K-means Clustering

Feature Description

The k-means clustering algorithm is an iterative clustering analysis algorithm. Its principle is to pre-divide data into K groups, select K objects as initial cluster centers, and then assign each object to the nearest initial cluster center. A cluster center and the objects assigned to it represent a cluster. Each time a sample is assigned, the cluster center is updated. This process repeats until the desired result is achieved. Iteration termination conditions can be that no object is reassigned to a different cluster, no cluster center changes further, or the maximum number of iterations (default iterations: 300) is reached.

The k-means method is sensitive to outliers. Therefore, anomalies/outliers can be removed before analysis; otherwise, they may affect the aggregate result.

Application Scenarios:

  • Distribution center site selection, e.g., a supply chain needs to add distribution centers to meet business needs. After determining the number of distribution centers based on cost, site selection is required to ensure that each supply point can be assigned to the nearest distribution center.
  • Multi-point task assignment, e.g., direct sales personnel need to visit retail supermarkets. How to reasonably assign multiple supermarkets to N direct sales personnel? K-means clustering analysis can be used to cluster supermarkets with similar geographical locations into one group, with each salesperson corresponding to a cluster.

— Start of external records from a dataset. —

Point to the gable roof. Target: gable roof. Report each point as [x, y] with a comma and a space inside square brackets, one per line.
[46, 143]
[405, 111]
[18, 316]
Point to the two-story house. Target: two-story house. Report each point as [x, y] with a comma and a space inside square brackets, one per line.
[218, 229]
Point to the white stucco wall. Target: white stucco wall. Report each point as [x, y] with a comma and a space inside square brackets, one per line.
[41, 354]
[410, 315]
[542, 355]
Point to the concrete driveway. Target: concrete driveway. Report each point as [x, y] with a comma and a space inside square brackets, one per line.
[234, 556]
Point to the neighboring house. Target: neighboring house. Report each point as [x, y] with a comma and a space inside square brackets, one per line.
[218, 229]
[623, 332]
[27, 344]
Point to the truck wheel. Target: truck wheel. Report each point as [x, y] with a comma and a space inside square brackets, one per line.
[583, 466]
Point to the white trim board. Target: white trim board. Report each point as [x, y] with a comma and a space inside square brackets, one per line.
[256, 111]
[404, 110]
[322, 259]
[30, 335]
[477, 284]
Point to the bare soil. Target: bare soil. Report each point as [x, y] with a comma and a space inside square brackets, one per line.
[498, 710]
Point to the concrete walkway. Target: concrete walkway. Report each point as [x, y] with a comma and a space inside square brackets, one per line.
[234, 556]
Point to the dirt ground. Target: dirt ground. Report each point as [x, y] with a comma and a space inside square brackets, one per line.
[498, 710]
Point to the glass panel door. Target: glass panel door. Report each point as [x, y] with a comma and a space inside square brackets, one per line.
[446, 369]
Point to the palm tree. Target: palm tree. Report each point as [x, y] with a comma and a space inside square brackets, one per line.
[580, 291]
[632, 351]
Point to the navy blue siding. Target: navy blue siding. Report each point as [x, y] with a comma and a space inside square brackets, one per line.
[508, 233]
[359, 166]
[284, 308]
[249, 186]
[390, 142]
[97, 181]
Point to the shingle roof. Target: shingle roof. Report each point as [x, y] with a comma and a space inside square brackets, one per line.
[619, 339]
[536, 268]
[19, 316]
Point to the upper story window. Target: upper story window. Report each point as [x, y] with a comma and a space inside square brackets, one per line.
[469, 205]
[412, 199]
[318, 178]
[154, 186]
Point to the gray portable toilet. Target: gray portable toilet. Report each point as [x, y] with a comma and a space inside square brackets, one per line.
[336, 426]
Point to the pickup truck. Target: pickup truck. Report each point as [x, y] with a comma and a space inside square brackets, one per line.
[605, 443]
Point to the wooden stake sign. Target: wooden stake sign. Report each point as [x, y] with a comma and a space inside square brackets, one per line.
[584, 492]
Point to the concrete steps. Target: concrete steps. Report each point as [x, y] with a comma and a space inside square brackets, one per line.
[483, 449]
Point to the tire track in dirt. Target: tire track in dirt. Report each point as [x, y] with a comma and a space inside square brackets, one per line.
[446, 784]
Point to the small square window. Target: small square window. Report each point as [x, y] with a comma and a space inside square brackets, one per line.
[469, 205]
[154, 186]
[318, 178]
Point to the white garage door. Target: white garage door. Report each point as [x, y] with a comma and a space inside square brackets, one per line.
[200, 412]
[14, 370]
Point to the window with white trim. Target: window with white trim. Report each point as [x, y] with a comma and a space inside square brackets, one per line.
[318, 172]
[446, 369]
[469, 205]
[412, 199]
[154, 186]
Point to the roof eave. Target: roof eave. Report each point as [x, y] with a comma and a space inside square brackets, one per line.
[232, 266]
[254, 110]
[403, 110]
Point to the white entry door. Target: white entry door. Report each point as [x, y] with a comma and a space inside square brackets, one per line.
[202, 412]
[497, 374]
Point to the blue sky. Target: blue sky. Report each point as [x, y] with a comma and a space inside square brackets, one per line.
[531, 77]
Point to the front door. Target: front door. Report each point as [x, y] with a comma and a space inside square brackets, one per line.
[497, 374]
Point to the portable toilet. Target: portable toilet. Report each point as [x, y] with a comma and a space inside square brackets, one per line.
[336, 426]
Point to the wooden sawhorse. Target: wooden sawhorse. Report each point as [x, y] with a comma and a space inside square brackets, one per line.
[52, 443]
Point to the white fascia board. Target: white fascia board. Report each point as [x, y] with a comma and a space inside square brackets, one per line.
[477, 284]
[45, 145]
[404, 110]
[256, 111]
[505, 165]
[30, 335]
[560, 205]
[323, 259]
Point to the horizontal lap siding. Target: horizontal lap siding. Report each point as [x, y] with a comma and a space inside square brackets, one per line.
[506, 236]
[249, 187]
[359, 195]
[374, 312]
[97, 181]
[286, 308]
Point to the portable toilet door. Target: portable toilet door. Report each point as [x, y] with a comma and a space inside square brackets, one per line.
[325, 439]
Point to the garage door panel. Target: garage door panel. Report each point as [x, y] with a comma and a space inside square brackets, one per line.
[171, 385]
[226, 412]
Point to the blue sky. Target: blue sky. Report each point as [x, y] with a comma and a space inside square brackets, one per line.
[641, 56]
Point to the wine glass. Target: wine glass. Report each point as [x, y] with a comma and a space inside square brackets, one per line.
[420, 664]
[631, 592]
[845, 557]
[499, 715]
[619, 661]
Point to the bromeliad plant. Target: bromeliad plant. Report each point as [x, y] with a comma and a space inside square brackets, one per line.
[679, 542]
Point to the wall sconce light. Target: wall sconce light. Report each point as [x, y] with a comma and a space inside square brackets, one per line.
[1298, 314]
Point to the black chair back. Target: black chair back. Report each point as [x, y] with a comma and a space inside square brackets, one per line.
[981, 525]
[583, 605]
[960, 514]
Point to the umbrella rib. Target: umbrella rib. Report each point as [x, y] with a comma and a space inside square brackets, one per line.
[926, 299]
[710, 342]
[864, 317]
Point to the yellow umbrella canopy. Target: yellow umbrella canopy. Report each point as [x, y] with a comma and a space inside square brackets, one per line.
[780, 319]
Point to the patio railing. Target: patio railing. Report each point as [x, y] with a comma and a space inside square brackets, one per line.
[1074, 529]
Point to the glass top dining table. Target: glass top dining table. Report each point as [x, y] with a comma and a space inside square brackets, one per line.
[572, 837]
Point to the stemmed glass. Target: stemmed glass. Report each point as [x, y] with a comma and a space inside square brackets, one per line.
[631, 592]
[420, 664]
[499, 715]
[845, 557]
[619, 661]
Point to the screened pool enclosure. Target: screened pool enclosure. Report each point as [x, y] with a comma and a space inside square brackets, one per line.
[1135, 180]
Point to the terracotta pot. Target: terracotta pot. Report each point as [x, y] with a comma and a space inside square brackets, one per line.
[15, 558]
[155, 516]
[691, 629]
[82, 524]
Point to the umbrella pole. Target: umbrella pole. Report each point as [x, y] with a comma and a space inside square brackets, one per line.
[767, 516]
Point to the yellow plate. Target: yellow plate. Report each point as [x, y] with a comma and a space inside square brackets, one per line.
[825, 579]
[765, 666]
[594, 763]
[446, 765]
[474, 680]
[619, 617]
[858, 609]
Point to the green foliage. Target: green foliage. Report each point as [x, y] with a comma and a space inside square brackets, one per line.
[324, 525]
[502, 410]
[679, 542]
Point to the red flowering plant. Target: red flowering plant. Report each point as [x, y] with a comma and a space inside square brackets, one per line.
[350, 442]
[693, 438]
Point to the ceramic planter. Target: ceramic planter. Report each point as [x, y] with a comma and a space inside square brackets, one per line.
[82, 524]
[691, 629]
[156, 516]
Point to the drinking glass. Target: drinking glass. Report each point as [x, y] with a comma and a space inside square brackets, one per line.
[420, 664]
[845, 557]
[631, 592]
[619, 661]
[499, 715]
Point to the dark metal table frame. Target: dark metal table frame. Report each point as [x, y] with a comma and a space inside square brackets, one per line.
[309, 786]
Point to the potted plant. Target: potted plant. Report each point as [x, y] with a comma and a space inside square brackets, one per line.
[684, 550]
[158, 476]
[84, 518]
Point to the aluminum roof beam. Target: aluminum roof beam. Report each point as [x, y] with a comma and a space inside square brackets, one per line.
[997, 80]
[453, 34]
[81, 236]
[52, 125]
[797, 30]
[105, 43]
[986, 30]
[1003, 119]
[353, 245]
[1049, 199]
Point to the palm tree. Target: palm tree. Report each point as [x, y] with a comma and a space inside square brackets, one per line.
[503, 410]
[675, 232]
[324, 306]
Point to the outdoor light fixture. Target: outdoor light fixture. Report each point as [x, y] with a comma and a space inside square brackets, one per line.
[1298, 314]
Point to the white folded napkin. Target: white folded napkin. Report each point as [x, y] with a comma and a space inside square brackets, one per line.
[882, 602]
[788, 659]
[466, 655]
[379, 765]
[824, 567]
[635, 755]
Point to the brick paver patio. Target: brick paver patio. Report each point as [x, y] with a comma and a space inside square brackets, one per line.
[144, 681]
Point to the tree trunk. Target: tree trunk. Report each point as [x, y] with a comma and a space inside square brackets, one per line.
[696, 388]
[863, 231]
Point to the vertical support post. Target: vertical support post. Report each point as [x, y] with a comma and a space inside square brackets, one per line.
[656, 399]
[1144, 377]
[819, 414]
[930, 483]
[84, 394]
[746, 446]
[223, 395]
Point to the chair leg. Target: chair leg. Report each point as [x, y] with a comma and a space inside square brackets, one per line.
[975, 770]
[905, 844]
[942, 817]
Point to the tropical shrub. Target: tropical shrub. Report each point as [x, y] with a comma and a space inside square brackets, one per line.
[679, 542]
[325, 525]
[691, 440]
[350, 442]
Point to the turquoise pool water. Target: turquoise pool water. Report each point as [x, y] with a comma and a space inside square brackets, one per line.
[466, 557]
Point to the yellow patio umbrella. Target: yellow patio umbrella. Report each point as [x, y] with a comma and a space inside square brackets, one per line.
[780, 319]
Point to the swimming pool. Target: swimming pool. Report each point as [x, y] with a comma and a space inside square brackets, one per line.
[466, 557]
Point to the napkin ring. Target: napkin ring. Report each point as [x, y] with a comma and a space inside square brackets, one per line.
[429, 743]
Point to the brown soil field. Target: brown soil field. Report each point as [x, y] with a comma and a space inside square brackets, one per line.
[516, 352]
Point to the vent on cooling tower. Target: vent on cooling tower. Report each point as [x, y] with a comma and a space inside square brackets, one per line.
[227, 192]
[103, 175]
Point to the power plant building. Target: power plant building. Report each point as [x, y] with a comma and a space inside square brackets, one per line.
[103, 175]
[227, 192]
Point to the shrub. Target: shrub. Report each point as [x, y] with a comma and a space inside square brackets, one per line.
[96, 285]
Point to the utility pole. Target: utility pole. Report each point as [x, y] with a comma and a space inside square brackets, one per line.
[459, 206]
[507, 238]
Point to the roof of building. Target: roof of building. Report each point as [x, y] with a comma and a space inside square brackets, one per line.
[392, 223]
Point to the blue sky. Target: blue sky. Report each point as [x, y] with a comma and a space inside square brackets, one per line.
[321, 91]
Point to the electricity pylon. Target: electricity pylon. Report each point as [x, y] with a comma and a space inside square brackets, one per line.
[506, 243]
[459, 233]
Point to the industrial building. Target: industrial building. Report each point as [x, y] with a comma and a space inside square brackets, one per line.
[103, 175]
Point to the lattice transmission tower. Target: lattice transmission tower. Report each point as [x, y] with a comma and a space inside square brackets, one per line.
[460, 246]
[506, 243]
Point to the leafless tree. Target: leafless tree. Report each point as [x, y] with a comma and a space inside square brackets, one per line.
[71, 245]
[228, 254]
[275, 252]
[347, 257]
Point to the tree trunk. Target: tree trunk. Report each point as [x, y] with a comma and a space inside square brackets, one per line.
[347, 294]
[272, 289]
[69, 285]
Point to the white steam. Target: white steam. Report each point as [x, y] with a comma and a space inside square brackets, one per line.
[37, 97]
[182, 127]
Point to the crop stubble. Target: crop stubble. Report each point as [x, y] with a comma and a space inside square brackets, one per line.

Clustering analysis is an exploratory analysis. Its results may not directly solve the problem but can provide guidance.

Parameter Description

Parameter Name Default Value Parameter Interpretation Parameter Type
Source Dataset   Set the vector dataset to be analyzed. Supports point datasets. DatasetVector
Target Datasource   Specifies the datasource where the resulting dataset will be stored. Datasource
Result Dataset Name   Specifies the name of the resulting dataset. String
Number of Clusters 1 The number of clusters is the desired number of groups to obtain through clustering. Generally, a suitable K value is chosen based on prior knowledge of the data, or multiple attempts are made to select the optimal number. The default value is 1. int

Output Result

1. A "Cluster_ID" field is added to the source dataset to represent the resulting cluster category;
2. The resulting vector dataset represents the final K cluster center points.